In sum, every act of leading a student (or colleague, or someone in contact with the university) deeper into wisdom is an act of “intellectual charity.” This act aims at “fostering the true perfection and happiness of those to be educated,” culminating in an encounter with Christ who is Truth itself.
But there is more
In his essay, Blum suggests that there are three essential characteristics of intellectual charity. First, that it is “a warm and personal compassion responding to the fact that truth is a good of persons, that is, that truth is not found principally in books but rather is at home deep in the interior of the human mind and heart.” Second, that it depends on the recognition that those of us who teach in any capacity participate in a beautiful exchange of gifts. As recipients of a gift—the truth that others have led us to—we also receive a responsibility—to lead others in turn to truth. Third, intellectual charity depends on the cultivation of the interior life of prayer and contemplation, which in turn depends on leisure. If intellectual charity is reduced to activism, we will soon deplete our ability to love and to know. We must, like Mary Magdalen, choose the better part.
Furthermore, as one of our interlocutors in the seminar emphasized, intellectual charity is a virtue. As such it is a stable disposition that is not easily achieved and not easily lost. But when it is built up through repeated and intentional action, it brings the one who possesses it to a steady readiness to act: at any moment a student or colleague might stand in need of being led toward truth and we—as members of the academic community—should be prepared to love generously in that way at that time.
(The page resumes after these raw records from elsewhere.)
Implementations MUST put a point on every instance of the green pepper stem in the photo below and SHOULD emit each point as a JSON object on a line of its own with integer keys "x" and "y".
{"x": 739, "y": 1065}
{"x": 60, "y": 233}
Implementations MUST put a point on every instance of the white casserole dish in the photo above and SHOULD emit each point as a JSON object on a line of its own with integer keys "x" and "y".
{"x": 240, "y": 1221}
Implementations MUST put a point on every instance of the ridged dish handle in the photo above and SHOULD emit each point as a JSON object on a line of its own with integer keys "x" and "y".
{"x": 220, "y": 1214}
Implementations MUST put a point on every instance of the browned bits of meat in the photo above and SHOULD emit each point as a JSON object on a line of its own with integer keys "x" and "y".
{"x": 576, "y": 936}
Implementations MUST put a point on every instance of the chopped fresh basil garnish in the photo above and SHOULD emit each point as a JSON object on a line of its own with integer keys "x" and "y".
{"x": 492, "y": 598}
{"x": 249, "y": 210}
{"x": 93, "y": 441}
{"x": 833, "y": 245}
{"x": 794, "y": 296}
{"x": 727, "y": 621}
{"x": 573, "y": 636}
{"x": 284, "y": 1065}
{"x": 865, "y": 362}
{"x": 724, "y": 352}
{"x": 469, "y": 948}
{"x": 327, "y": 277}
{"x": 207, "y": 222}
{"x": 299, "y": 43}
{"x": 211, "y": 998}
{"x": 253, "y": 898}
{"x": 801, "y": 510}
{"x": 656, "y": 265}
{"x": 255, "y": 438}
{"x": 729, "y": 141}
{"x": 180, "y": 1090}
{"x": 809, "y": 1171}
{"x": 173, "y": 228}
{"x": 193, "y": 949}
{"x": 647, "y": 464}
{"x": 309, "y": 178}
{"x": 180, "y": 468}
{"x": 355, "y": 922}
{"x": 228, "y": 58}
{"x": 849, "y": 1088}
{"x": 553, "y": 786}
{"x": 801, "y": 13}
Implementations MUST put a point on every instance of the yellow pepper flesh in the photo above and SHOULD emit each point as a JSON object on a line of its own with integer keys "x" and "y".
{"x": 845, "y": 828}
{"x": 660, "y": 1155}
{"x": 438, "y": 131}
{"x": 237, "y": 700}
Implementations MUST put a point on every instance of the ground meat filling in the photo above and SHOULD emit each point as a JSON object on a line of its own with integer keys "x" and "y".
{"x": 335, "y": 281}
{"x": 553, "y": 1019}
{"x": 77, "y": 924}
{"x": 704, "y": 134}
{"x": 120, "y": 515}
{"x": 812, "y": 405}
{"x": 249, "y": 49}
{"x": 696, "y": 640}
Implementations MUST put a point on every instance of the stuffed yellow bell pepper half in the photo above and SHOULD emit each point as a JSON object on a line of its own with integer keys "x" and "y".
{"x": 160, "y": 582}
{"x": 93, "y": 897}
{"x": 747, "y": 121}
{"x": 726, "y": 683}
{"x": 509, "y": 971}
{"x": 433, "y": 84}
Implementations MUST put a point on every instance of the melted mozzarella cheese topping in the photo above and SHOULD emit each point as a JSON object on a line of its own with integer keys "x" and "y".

In this journey there are other peaks that will rise before us. Benedict XVI suggested several. First, as indicated above, the ultimate destination of our leading must be kept in mind: our highest goal is communion with Christ. Even if our discipline is the history of music, and this is the truth into which we proximately are leading our students, we keep always in mind the larger vision in which music is part of culture, culture is “what we do with nature,” and God himself is the author of nature. In short, every act of teaching and learning can be illuminated by the truth of our ultimate purpose: the beatific vision and communion in the life of the Trinity.
This suggests another peak to which Benedict refers: the practice of “‘intellectual charity’ upholds the essential unity of knowledge against the fragmentation which ensues when reason is detached from the pursuit of truth.” This recalls Newman’s circle of the disciplines through which the true university not only includes but also orders and integrates all of the disciplines, including those disciplines only emerging as spheres of knowledge today.
And Benedict XVI also points us toward a fundamentally human concern: there can be no real freedom that does not accord with truth. Intellectual charity guides “the young towards the deep satisfaction of exercising freedom in relation to truth.” This discovery that truth can be achieved and is not merely a social construct becomes a guide for flourishing that is immediately liberating. Indeed, this is one of the single most important truths to which we can lead our students: “freedom” cut off from the truth of the human person and larger reality is not true freedom. The vista of a life-long adventure of discovery and service—including self-discovery, the discovery of culture, nature, and God—will open up before our students as we lead them toward truth. “Here they will experience ‘in what’ and ‘in whom’ it is possible to hope and be inspired to contribute to society in a way that engenders hope in others.”
How different this is from the implicit “charity” that marks so much of higher education: a reductive and sentimental expressive individualism that is disconnected from truth and ordered to no objective and trustworthy fulfillment. A Catholic university need not offer its students stones for bread.
We are in debt to Benedict XVI for clarifying this virtue and to Christopher Blum for reminding us of its relevance today.